Cette causerie calme, variée et vive se prolongea près de trois heures.

Les deux amis se levèrent enfin et se disposèrent à partir. Madame Odintsof, de la meilleure grâce du monde, tendit à l’un et à l’autre sa belle main blanche ; et, ayant un peu réfléchi, elle leur dit avec un sourire indécis, mais bienveillant « Si vous ne craignez pas l’ennui, messieurs, venez me voir à Nikolskoïe. »

— Pouvez-vous supposer, s’écria Arcade, que je ne m’estime trop heureux de…

— Et vous, monsieur Bazarof ?

Bazarof se borna à la saluer ; et Arcade eut lieu de faire une dernière observation qui le surprit encore beaucoup : il remarqua que son ami rougissait.

— Eh bien ; lui demanda-t-il dans la rue ; penses-tu toujours qu’elle soit… hon, hon ?

— Qui sait ? Elle s’est joliment tenue ! répondit Bazarof ; et, après un moment de silence, il ajouta : — Une vraie duchesse, une souveraine ! il ne lui manque qu’une couronne sur la tête et une queue à sa robe.

— Nos duchesses ne parlent pas le russe comme elle, dit Arcade.

— Elle s’est trouvée dans la débine, mon cher ; elle a mangé le même pain que nous.

— Mais elle n’en est pas moins ravissante, ajouta Arcade.

— Un corps magnifique ! reprit Bazarof : comme cela serait beau sur une table de dissection.

— Tais-toi, au nom du ciel, Eugène ! Tu es abominable.

— Allons, ne te fâche pas, femmelette ! Elle est de première qualité ; c’est entendu. Il faut que nous allions la voir.

— Quand cela ?

— Après-demain, si tu veux. Qu’avons-nous à faire ici ? Boire du champagne avec la Koukchine ? Admirer l’éloquence de ton parent le dignitaire libéral ?… Mettons-nous en route après-demain.

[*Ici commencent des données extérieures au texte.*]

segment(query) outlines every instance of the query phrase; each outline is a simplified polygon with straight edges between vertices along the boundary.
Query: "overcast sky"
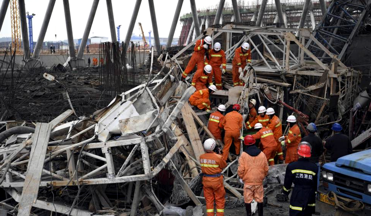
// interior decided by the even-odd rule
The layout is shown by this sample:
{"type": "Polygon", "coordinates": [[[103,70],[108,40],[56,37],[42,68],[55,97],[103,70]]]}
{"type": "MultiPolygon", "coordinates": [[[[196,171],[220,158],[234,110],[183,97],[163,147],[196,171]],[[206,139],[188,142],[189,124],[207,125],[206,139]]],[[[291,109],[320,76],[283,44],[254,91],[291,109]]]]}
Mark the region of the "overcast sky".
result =
{"type": "MultiPolygon", "coordinates": [[[[255,0],[245,0],[245,3],[255,0]]],[[[0,0],[2,2],[2,0],[0,0]]],[[[33,40],[36,41],[39,36],[39,32],[47,6],[47,0],[26,0],[26,10],[30,14],[36,14],[32,19],[33,40]]],[[[116,26],[121,25],[120,29],[120,39],[124,40],[127,31],[129,23],[132,14],[135,0],[112,0],[115,24],[116,26]]],[[[92,0],[70,0],[70,8],[72,20],[72,30],[74,39],[81,38],[86,25],[88,17],[92,3],[92,0]]],[[[160,37],[167,37],[171,25],[173,17],[178,1],[177,0],[154,0],[156,11],[159,34],[160,37]]],[[[216,7],[219,0],[196,0],[198,9],[214,8],[216,7]]],[[[232,4],[231,0],[227,0],[226,4],[232,4]]],[[[183,4],[181,16],[190,13],[191,7],[189,0],[185,0],[183,4]]],[[[67,39],[64,12],[62,0],[57,0],[50,22],[46,31],[45,41],[63,40],[67,39]],[[57,35],[56,39],[55,36],[57,35]]],[[[141,34],[138,25],[141,22],[145,34],[148,35],[148,31],[152,30],[152,23],[148,1],[142,1],[140,9],[134,27],[133,33],[137,35],[141,34]]],[[[11,37],[10,30],[10,7],[5,16],[1,31],[0,37],[11,37]]],[[[174,37],[178,37],[180,34],[181,25],[178,21],[174,37]]],[[[152,35],[153,36],[153,34],[152,35]]],[[[109,25],[107,13],[106,1],[101,0],[93,23],[89,37],[93,36],[105,36],[111,40],[109,25]]]]}

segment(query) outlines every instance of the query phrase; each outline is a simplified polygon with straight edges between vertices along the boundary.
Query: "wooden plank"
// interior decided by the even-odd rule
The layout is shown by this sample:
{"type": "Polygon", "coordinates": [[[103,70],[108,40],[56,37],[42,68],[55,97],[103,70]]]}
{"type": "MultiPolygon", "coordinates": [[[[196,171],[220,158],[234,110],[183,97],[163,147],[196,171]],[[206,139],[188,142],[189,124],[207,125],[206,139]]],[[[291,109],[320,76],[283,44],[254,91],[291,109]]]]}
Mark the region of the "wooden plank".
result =
{"type": "Polygon", "coordinates": [[[204,154],[205,151],[198,136],[196,124],[192,116],[191,109],[188,103],[186,103],[182,108],[181,113],[190,141],[194,152],[195,159],[198,160],[200,160],[200,156],[204,154]]]}
{"type": "Polygon", "coordinates": [[[32,203],[36,202],[52,126],[46,123],[36,124],[18,216],[29,216],[32,203]]]}

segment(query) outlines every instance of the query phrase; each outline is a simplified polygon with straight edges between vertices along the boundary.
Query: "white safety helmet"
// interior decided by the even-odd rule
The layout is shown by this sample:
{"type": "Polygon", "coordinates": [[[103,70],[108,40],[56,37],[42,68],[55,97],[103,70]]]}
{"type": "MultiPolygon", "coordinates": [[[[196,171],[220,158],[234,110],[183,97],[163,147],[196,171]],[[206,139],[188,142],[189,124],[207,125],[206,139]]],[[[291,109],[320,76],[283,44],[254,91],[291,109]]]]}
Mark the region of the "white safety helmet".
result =
{"type": "Polygon", "coordinates": [[[288,122],[296,122],[296,118],[293,116],[289,116],[286,121],[288,122]]]}
{"type": "Polygon", "coordinates": [[[244,49],[247,50],[250,48],[250,45],[248,43],[245,42],[242,44],[242,46],[241,47],[242,47],[244,49]]]}
{"type": "Polygon", "coordinates": [[[207,152],[212,152],[215,148],[215,140],[214,139],[208,139],[204,143],[204,149],[207,152]]]}
{"type": "Polygon", "coordinates": [[[209,89],[210,89],[214,92],[216,92],[216,90],[217,90],[216,89],[216,86],[215,85],[210,85],[209,86],[209,89]]]}
{"type": "Polygon", "coordinates": [[[211,39],[211,37],[210,36],[206,36],[205,38],[205,39],[204,39],[204,41],[205,41],[205,43],[207,43],[207,44],[211,44],[211,40],[212,39],[211,39]]]}
{"type": "Polygon", "coordinates": [[[223,104],[221,104],[218,106],[218,109],[223,112],[225,112],[226,106],[223,104]]]}
{"type": "Polygon", "coordinates": [[[263,124],[260,123],[257,123],[254,126],[254,129],[260,129],[263,127],[263,124]]]}
{"type": "Polygon", "coordinates": [[[273,115],[275,113],[276,113],[276,112],[275,112],[275,110],[273,109],[273,108],[272,107],[270,107],[267,109],[267,115],[273,115]]]}
{"type": "Polygon", "coordinates": [[[213,67],[210,64],[206,64],[204,67],[204,70],[207,73],[211,73],[211,70],[213,70],[213,67]]]}
{"type": "Polygon", "coordinates": [[[262,113],[267,112],[267,109],[265,109],[265,107],[263,106],[261,106],[259,107],[259,109],[257,109],[257,113],[262,113]]]}

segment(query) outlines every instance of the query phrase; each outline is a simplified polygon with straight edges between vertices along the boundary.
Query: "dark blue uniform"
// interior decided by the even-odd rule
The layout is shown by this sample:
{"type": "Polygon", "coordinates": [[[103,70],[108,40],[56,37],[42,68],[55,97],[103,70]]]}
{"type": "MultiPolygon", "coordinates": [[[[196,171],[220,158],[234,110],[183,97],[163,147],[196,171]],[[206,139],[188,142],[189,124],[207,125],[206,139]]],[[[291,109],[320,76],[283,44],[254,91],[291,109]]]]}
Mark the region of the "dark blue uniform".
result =
{"type": "Polygon", "coordinates": [[[290,216],[311,215],[315,212],[318,167],[307,158],[287,165],[283,184],[283,193],[290,193],[291,185],[295,186],[290,200],[290,216]]]}

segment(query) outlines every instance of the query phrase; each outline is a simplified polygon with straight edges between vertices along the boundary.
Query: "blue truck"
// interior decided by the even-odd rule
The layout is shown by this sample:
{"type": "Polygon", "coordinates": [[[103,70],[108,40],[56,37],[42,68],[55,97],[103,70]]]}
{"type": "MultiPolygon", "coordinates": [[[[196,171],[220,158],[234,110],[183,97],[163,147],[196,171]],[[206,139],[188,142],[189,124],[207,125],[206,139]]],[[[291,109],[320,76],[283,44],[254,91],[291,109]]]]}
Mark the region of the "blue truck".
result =
{"type": "MultiPolygon", "coordinates": [[[[323,185],[326,192],[332,191],[341,198],[362,201],[364,210],[358,215],[371,215],[371,149],[339,158],[325,164],[321,169],[323,185]]],[[[321,201],[334,202],[321,194],[321,201]]]]}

D’autant plus que le hameau de mon père est tout près de là. Nikolskoïe n’est-il pas sur la route de D… ?

— Oui.

Optime ! Il ne faut pas perdre notre temps. Il n’y a que les imbéciles qui perdent leur temps… et les gens à embarras. C’est un corps magnifique ! je n’en démordrai pas.

Trois jours après, les deux amis roulaient sur la grande route de Nikolskoïe. La journée était belle, la chaleur modérée, les chevaux bien repus du voiturier qui les conduisait, agitaient légèrement leurs petites queues tressées et nouées. Arcade regardait la route et souriait sans savoir pourquoi.

— Fais-moi tes compliments, s’écria tout à coup Bazarof, c’est aujourd’hui le 22 juin, la fête de mon patron. Nous allons voir s’il s’intéresse à moi. On m’attend chez nous aujourd’hui, ajouta-t-il en baissant la voix… Tant pis, ils en seront pour leur attente ! La belle affaire !



  1. La Russie est divisée, comme on sait, en provinces nommées gouvernements.